In Shelby County, the Court struck down the “coverage formula” that was used to determine which jurisdictions had to preclear changes to their voting rules with the federal government prior to implementing them. The point of preclearance was to prevent states and localities from implementing discriminatory voting rules, and the coverage formula targeted states with a history of voting discrimination. Over the years, preclearance prevented countless discriminatory voting rules from going into place. At least 13 laws were blocked by preclearance in just the 18 months prior to the Shelby County.
Striking down the coverage formula effectively mothballed this highly effective system, and the consequences for our democracy were both immediate and sustained.
The same day the decision came down, states started to implement restrictive voting laws that had previously been blocked by preclearance. In the years since, previously covered jurisdictions have continued to pass new laws that make it more difficult to vote. Moreover, the Brennan Center has documented a surge in voter purges since Shelby County in the states previously subject to preclearance.
Shelby County’s effects were predictable and destructive. But, as the Judiciary Committee made clear today, we don’t have to accept them forever. In Shelby County, the Court reaffirmed Congress’s power to pass a new coverage formula, as long as it is tailored to current conditions on the ground.

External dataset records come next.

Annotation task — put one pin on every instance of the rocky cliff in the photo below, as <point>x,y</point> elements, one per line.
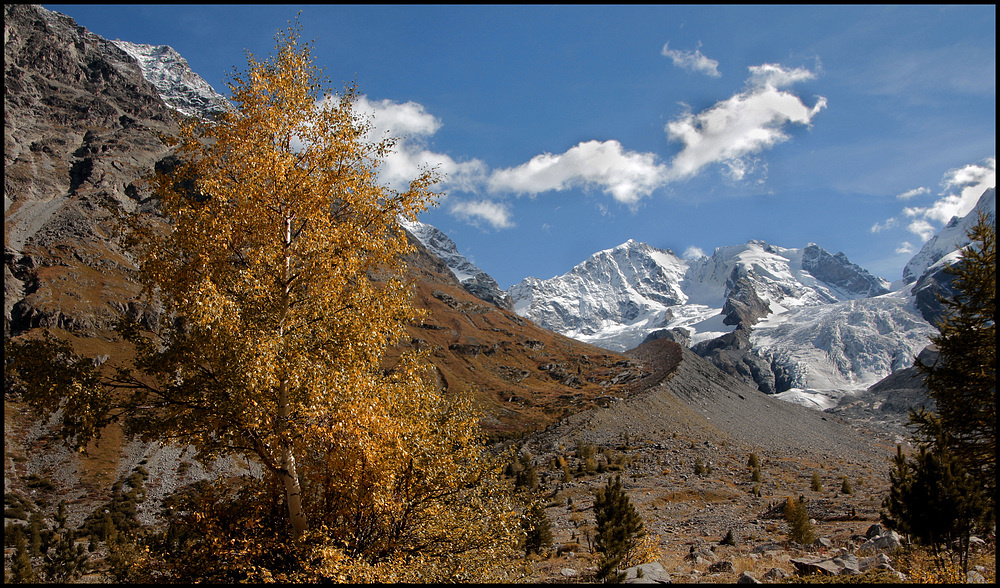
<point>81,128</point>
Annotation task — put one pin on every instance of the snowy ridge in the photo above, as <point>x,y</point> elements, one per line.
<point>949,240</point>
<point>475,280</point>
<point>618,296</point>
<point>178,86</point>
<point>843,346</point>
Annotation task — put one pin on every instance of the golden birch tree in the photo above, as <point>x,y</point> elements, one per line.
<point>278,275</point>
<point>276,231</point>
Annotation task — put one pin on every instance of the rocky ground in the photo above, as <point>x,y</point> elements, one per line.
<point>655,440</point>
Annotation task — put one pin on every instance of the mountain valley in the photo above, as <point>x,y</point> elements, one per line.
<point>644,361</point>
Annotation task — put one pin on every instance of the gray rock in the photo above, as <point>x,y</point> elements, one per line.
<point>747,578</point>
<point>842,565</point>
<point>883,543</point>
<point>651,573</point>
<point>974,577</point>
<point>775,574</point>
<point>768,549</point>
<point>823,542</point>
<point>722,567</point>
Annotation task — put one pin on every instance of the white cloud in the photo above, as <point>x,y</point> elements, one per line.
<point>733,130</point>
<point>962,188</point>
<point>730,133</point>
<point>914,192</point>
<point>693,252</point>
<point>888,224</point>
<point>772,75</point>
<point>626,175</point>
<point>692,61</point>
<point>411,125</point>
<point>496,215</point>
<point>922,229</point>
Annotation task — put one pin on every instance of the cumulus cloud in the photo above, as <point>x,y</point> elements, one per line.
<point>626,175</point>
<point>692,61</point>
<point>411,125</point>
<point>962,188</point>
<point>914,192</point>
<point>732,131</point>
<point>478,211</point>
<point>888,224</point>
<point>693,252</point>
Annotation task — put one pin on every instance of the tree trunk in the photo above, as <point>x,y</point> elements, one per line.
<point>287,470</point>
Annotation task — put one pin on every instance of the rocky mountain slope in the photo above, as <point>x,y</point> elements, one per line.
<point>82,129</point>
<point>178,86</point>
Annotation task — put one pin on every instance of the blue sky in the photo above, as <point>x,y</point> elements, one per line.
<point>565,130</point>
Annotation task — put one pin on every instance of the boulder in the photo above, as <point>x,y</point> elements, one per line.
<point>874,531</point>
<point>747,578</point>
<point>842,565</point>
<point>722,567</point>
<point>767,549</point>
<point>651,573</point>
<point>888,542</point>
<point>776,574</point>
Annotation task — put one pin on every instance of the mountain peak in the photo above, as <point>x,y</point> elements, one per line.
<point>178,86</point>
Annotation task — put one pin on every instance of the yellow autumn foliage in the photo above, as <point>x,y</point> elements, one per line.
<point>279,278</point>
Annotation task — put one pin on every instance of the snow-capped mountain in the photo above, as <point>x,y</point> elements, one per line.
<point>618,296</point>
<point>943,248</point>
<point>178,86</point>
<point>925,276</point>
<point>476,281</point>
<point>820,353</point>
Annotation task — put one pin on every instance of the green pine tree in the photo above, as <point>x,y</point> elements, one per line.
<point>800,529</point>
<point>935,501</point>
<point>963,380</point>
<point>538,530</point>
<point>619,529</point>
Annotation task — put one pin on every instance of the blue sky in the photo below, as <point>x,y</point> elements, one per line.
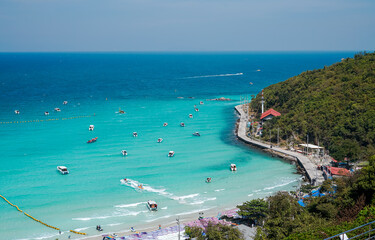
<point>187,25</point>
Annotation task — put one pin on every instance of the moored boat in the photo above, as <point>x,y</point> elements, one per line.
<point>92,140</point>
<point>152,206</point>
<point>62,169</point>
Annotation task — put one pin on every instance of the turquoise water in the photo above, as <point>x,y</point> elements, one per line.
<point>146,87</point>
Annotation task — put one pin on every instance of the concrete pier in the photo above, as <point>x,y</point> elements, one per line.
<point>310,168</point>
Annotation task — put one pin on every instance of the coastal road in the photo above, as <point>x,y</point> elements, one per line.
<point>310,168</point>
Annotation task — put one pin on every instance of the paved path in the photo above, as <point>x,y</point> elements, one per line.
<point>310,168</point>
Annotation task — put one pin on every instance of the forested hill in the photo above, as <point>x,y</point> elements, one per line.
<point>334,105</point>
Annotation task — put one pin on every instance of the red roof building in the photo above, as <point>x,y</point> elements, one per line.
<point>338,171</point>
<point>270,113</point>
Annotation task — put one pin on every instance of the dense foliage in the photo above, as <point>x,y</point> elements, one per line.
<point>214,232</point>
<point>335,106</point>
<point>348,203</point>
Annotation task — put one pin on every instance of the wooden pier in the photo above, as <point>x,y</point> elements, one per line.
<point>310,168</point>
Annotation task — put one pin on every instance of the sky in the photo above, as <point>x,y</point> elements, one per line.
<point>186,25</point>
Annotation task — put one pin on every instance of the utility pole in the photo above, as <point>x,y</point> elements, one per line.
<point>178,223</point>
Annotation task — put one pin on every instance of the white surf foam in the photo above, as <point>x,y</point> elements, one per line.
<point>130,205</point>
<point>217,75</point>
<point>219,190</point>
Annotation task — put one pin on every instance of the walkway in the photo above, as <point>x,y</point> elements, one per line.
<point>311,169</point>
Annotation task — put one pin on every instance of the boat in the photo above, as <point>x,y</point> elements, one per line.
<point>92,140</point>
<point>171,154</point>
<point>121,111</point>
<point>152,206</point>
<point>63,170</point>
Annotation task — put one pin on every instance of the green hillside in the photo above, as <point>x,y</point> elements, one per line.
<point>335,106</point>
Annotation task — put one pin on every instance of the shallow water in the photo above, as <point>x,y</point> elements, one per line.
<point>146,87</point>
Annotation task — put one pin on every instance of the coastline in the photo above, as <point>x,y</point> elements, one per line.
<point>309,169</point>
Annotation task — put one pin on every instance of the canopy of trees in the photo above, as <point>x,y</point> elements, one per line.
<point>335,106</point>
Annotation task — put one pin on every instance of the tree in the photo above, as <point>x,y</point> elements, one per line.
<point>255,210</point>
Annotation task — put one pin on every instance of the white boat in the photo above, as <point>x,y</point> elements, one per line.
<point>171,154</point>
<point>63,170</point>
<point>152,206</point>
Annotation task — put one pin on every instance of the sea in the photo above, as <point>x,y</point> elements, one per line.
<point>151,88</point>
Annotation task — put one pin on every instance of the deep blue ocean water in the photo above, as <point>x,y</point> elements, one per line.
<point>151,89</point>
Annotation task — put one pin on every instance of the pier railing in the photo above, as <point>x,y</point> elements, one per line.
<point>365,231</point>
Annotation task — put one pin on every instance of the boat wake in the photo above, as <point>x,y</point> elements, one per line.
<point>191,199</point>
<point>218,75</point>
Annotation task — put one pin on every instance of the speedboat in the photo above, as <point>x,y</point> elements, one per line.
<point>152,206</point>
<point>92,140</point>
<point>63,170</point>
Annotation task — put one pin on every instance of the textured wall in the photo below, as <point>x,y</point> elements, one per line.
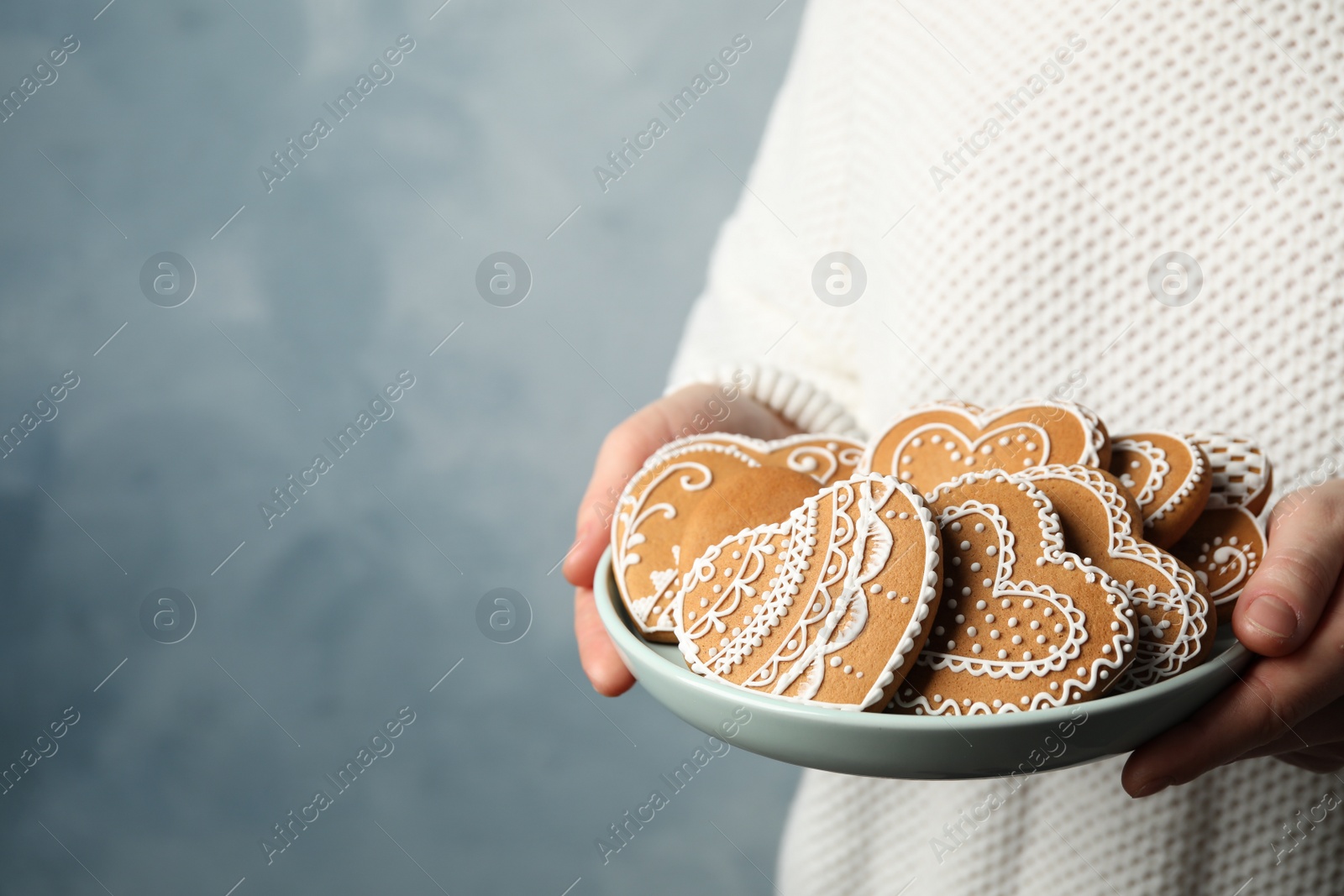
<point>316,295</point>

The Voting Rights Advancement Act fits the bill. It includes an updated coverage formula that sweeps in states with a recent history of voting rights violations. It also includes sensible notice and transparency provisions with respect to voting changes, and it reinforces the federal government’s authority to assign observers to polling places in preclearance states. In short, it is an appropriate and effective exercise of congressional power to combat ongoing discrimination in voting.
Some have suggested that other provisions of the Voting Rights Act — namely Section 2, which gives the Department of Justice and private parties wronged by state voting rules the right to sue — are adequate substitutes for preclearance. That speculation has been contradicted by experience over the past six-plus years.
Section 2 lawsuits have been successful in blocking or ameliorating some of the worst voting laws implemented in the last decade. But they have significant problems. First off, they’re extremely expensive. Second, they put the burden on voters to prove that a new rule is discriminatory, rather than requiring states with a history of discrimination to show that their new rules won’t, again, discriminate. Third, these lawsuits are slow-moving, and courts often allow the new rules to go into effect while the litigation continues, even if they are later shown to be discriminatory.
Congress can do better. For decades, the Voting Rights Act and its preclearance system have enjoyed wide bipartisan support. The law’s 2006 reauthorization passed the Senate 98–0 and was signed by President George W. Bush. The Judiciary Committee’s action today was commendable, and we are hopeful that the full House will pass the Voting Rights Advancement Act in short order.
For nearly 50 years, the Voting Rights Act was a key engine of equality in American democracy. It is time to restore it to its full power.